QUICK Money World=丹下智博

新型肺炎が拡大し始めてから1カ月以上が経過した。その間の経済指標も徐々に公表されている。影響を把握したいところだが、これまでのところ米経済に変調は見られないようだ。

■米失業保険の新規申請は3週間ぶり増も、市場予想は下回る

  13日に発表された8日までの週の米週間新規失業保険申請件数は、前週比2000件増の20万5000件とQUICK FactSet Workstationによる市場予想(21万1000件)を下回ったものの3週間ぶりの増加となった。
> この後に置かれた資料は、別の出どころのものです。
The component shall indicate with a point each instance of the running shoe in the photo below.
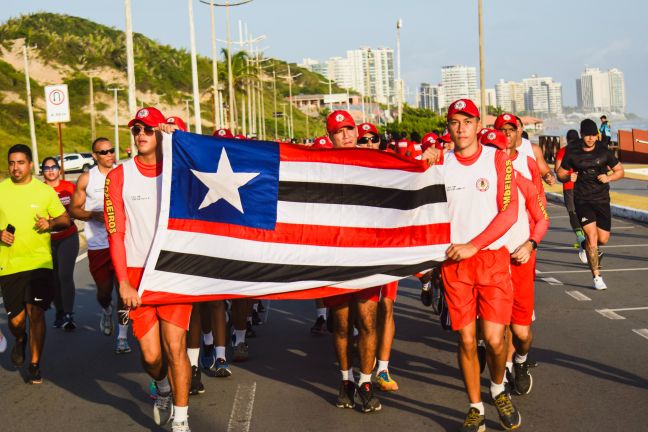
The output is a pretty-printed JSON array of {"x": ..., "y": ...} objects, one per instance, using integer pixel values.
[
  {"x": 122, "y": 346},
  {"x": 369, "y": 401},
  {"x": 106, "y": 325},
  {"x": 510, "y": 417},
  {"x": 241, "y": 352},
  {"x": 319, "y": 328},
  {"x": 599, "y": 284},
  {"x": 523, "y": 378},
  {"x": 196, "y": 382},
  {"x": 346, "y": 395},
  {"x": 33, "y": 375},
  {"x": 163, "y": 408},
  {"x": 180, "y": 426},
  {"x": 474, "y": 422},
  {"x": 385, "y": 381},
  {"x": 68, "y": 323},
  {"x": 222, "y": 369}
]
中期の傾向を示す4週間の移動平均は前週比変わらずの21万2000件だった。
  米労働市場の底堅さが確認され、過去最長期間となっている米景気の拡大を支えていることが示された。

※米新規失業保険申請件数の推移

※米新規失業保険申請件数の推移

■米消費者物価2.5%上昇、2018年10月以来の大きな伸び

  13日に発表された1月の米消費者物価指数(CPI)は、前月比0.1%上昇とQUICK FactSet Workstationによる市場予想(0.2%)には届かなかった。しかし、前年同月比2.5%上昇と市場予想(2.5%)通り、2018年10月以来1年3カ月ぶりの大きな伸びとなった。
  一方、変動の激しいエネルギーと食品を除いたコア指数は前月比0.2%上昇、前年同月比2.3%上昇と米連邦準備理事会(FRB)が目標とするCPI2%に沿った動きと言えそうだ。
  ただ、先行きのインフレ期待として注目される5年先から10年先までの5年間の平均インフレ予想(BEI)は伸び悩んだままであり、市場参加者のマインドは原油価格の下落に引きずられているという印象が強い。

※米消費者物価指数(CPI)

※米消費者物価指数(CPI)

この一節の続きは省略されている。